There's a winnowing process, so that only a small fraction of county deaths undergo autopsies through the coroner system. Nevada County deputy coroner Schmidt explained that most deaths don't even come to the coroner's attention: "generally speaking, natural deaths occurring in a hospital or medical facility and/or under a hospice physician’s care are not coroner cases". He told me California law lays out the conditions under which the coroner must be notified (Health and Safety Code 102850), and also conditions for a coroner's case proper (California Government Code Section 27491 ), writing, "the Coroner...[must] inquire into and determine the circumstances, manner, and cause of sudden deaths where the attending doctor is unable to determine the cause of death or the death is the result of homicide, suicide, accidental or undetermined means....[and also] deaths where the decedent has not been seen by their physician within 20 days".

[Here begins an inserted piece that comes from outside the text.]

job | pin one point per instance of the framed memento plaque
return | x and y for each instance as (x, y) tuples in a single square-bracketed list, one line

According to the NevCo 2005-2009 Coroner's Statistics (pdf), in 2009 the winnowing went like this: 828 deaths were reported in the county, of which a little over a third (344) were reported to the coroner. Of these, less than half (153) became actual coroner cases (a distinction I don't yet understand). Of the actual coroner cases, about a third were not autopsied. (Schmidt explains that "The only time State law requires autopsies is in cases of sudden infant death syndrome. In all other death investigations, autopsies are optional. Those cases that are not actually autopsied are subject to a review of all medical records, an external examination and toxicology or combinations thereof.") The remaining two thirds (roughly 100) were autopsied. Of these ~100 autopsies, 10 were done by Forensic Medical Group, 3 of these by Dr. Gill, according to Placer County chief deputy coroner Dennis Watt.
(I do not know which ten, or which three.)

The thrust of the Frontline investigation was that the absence of regulations on death investigators leaves room for problems - due to overwork and shortcomings in training and oversight. One improvement they suggest is accreditation - by the National Association of Medical Examiners (NAME ) or the International Association of Coroners and Medical Examiners (IACME ). "The Placer County Morgue has not accredited", Watt told me, though he notes it's hardly alone in this, saying "I believe only three counties out of 58 have requested N.A.M.E accreditation."
(Watt is a member of the California State Coroners Association. (link) )

Number of autopsies done by one pathologist
A primary concern of NAME's is overwork - that when a forensic pathologist does too many autopsies, the likelihood of error rises. "The association recommends that doctors do no more than 250 autopsies per year, and 325 at the absolute maximum." (link ). Dr. Henrikson told me he does around 378 a year, of which very few - only about 3 dozen - are external only.

Whether to autopsy
Dr. Henrikson said the decision on whether to autopsy is usually discussed and made jointly by him and the chief deputy coroner, the exceptions being cases where an anthropologist's services are more appropriate. And he said that if the decedent's physician is convinced of the cause of death & willing to sign the death certificate to that effect without an autopsy, then no autopsy is deemed necessary.

Conflict of interest
When there's a potential conflict of interest in Placer County, e.g. if a suspect dies when in custody, they bring in an independent investigator, Dr. Henrikson said.

Corrections? What have I overlooked?